А Натан даже мешал этому сознанию. Мешал тем, что был легким, – не потому, что была легка его жизнь, напротив, потому, что умел легко нести и выносить доставшиеся ему тягости, несправедливости, оскорбления. Вернее, умел казаться легким…
Придет время, которое не надо торопить, и мы поймем, что сделал Натан Эйдельман для русской культуры. Мы найдем слова, которые точно обозначат его место в ней. Впрочем, главное даже не в степени или ступени. «Я наконец в искусстве безграничном достигнул степени высокой», – говорит неглупый персонаж российского гения, изучению которого Эйдельман отдал, по сути, всю свою жизнь; у него, у Сальери, хватает ума понять: искусство безгранично, но не хватает мудрости, дабы осознать: коли так, высота степени – дело десятое. Эйдельман сумел добиться того, что выше всяких честолюбий: он стал необходимым звеном нашей культуры. Представить себе, что его могло не быть, невозможно.
Я сейчас думаю о многих, которых его смерть ударит, осиротит, и, зная, что никого не обижу, говорю им: умер лучший из нас. Самый добрый. Самый совестливый. Наверное, и самый талантливый. Мы можем сколько угодно утешать себя тем, что остались книги; можем, наоборот, терзаться сознанием, что восхитительные его замыслы не будут реализованы. То и другое справедливо.
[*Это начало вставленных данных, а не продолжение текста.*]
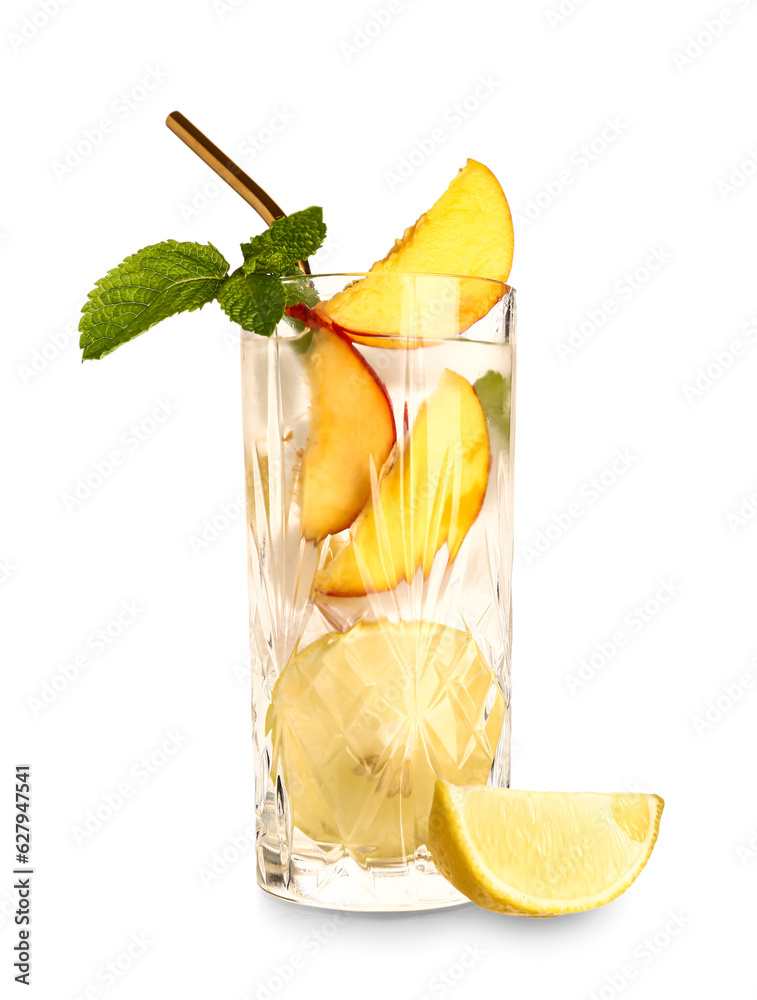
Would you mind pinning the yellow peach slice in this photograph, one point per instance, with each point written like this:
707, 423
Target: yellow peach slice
430, 495
468, 231
352, 435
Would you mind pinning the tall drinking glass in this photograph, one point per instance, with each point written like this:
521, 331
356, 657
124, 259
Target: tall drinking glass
378, 461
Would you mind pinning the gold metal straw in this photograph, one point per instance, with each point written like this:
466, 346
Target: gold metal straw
234, 176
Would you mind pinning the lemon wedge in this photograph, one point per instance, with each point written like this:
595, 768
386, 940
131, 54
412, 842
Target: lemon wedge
540, 854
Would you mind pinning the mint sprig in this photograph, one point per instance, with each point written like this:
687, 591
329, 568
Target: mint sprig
168, 278
153, 284
290, 239
255, 301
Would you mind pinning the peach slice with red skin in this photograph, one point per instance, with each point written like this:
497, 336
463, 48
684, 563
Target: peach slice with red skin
352, 434
430, 495
468, 232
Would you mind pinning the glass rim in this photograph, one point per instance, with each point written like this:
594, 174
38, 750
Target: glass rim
401, 274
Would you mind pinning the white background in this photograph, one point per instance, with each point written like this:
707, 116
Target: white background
349, 107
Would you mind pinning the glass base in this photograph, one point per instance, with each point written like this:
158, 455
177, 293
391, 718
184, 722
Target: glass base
343, 884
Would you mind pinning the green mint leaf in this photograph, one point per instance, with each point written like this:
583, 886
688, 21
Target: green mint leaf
291, 239
157, 282
298, 290
255, 301
494, 391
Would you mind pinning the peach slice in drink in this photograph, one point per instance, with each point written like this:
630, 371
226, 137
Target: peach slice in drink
430, 495
468, 231
351, 435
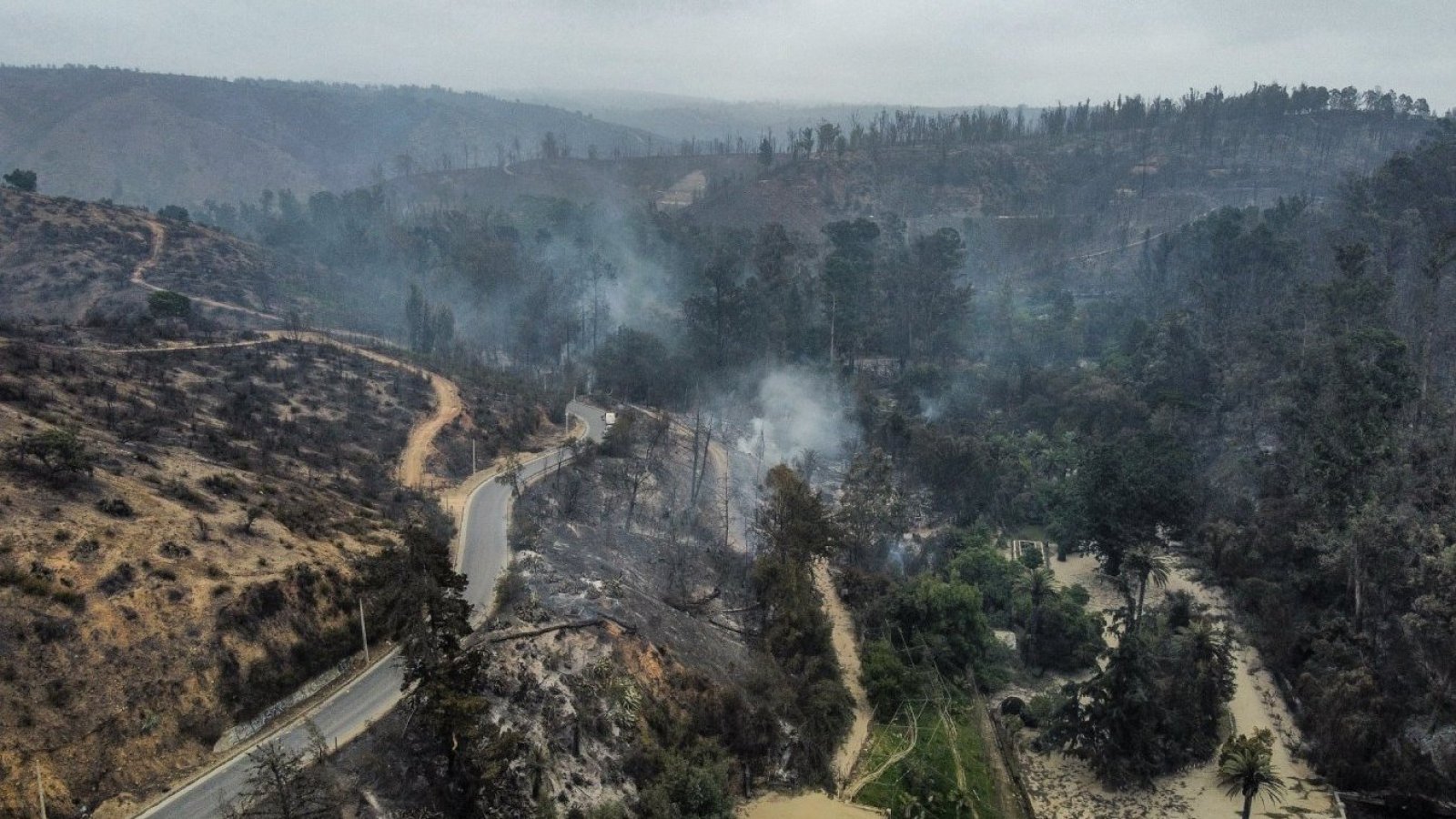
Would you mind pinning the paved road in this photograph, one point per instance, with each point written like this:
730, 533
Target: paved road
353, 709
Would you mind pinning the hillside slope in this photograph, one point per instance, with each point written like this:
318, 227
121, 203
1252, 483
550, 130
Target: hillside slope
159, 138
72, 261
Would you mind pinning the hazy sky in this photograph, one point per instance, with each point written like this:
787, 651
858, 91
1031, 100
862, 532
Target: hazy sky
910, 51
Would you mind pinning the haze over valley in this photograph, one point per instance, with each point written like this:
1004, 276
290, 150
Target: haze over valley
724, 410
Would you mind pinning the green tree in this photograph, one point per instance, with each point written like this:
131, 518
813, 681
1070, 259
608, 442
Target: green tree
58, 455
167, 305
1038, 584
849, 285
175, 213
22, 179
1247, 768
281, 784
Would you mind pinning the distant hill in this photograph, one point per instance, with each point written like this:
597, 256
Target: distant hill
162, 138
682, 118
70, 261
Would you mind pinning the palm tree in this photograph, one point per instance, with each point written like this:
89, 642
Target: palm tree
1247, 768
1037, 584
1147, 567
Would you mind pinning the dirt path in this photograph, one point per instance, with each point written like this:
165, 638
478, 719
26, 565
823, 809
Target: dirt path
846, 651
1065, 789
411, 468
159, 242
852, 790
956, 749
И совершенно несправедливо то, что все это кажется второстепенным по сравнению с тем, что больше не будет удивительно яркого во всех своих проявлениях, шумного, живого Натана. Но горе не располагает к рассудительной взвешенности.
Мне жаль всех нас, друзей и читателей Эйдельмана; мне эгоистически жаль себя самого. Нам придется привыкнуть к мысли, что его нет. И это ужасно».
Привыкли? Мне – не удалось…
ФАЗИЛЬ, ИЛИ ОПТИМИЗМ
Сижу за машинкой в переделкинском Доме творчества, а в дверь моей комнаты раздается стук и ложно-классический (как гениально точно заметил Л. Пантелеев) голос выпевает:
Где мой Рассадин? Гулять, гулять!
И я покорно иду под осенний дождик гулять – подумать только – с Корнеем Ивановичем Чуковским.
В один из тех дней он попросил привести к нему для знакомства Фазиля Искандера, и вот, пока наши жены налегли на огромнейшую коробку, почти корыто невиданных печений – кажется, когда-то это называлось «птифур», – Фазиль… Но о том, как.он управлялся с коллекционным коньяком, я уже рассказывал.
Тогда же К. И. попросил нас обоих что-нибудь написать для «Чукоккалы», и мой дилетантский стишок даже попал в печатное издание прославленного альманаха:
Корней Иваныч! Не жестоко ли|
Мне место предлагать в «Чукоккале»?
В реестре, славой громыхающем,
Мне быть печальным замыкающим?
Трястись обозною телегою?
Нестроевым полукалекою?…
Убитый Вашею насмешкою,
Я все ж, как видите, не мешкаю
И соглашаюсь тем не менее
Стоять внизу кривой падения.
Пусть грех лежит у Вас на совести:
Я стану точкой в этой повести,
Чтоб было зрелище страшней –
«От Чехова до наших дней».
Меня Чуковский одобрил сдержанно, сказав что-то хвалебное всего лишь насчет сплошных дактилических рифм, которыми в «Чукоккале» прежде отличился разве Вячеслав Иванов; стихами Фазиля бурно восхитился, и, уж надо полагать, не потому лишь, что тот напрямую воспел хозяина («Так славься, дедушка Корней… связист, свидетель, человек… тянул свой телефонный провод…» – мне запомнились строчки, самим Искандером, как оказалось, забытые напрочь). А в издание «Чукоккалы» 1979 года они попасть не могли, ибо кроме одических интонаций там были и саркастические: «Наш огород литературный, такой торжественный, бравурный, растет под чучелом орла…» (Кличка аж самого Федина.)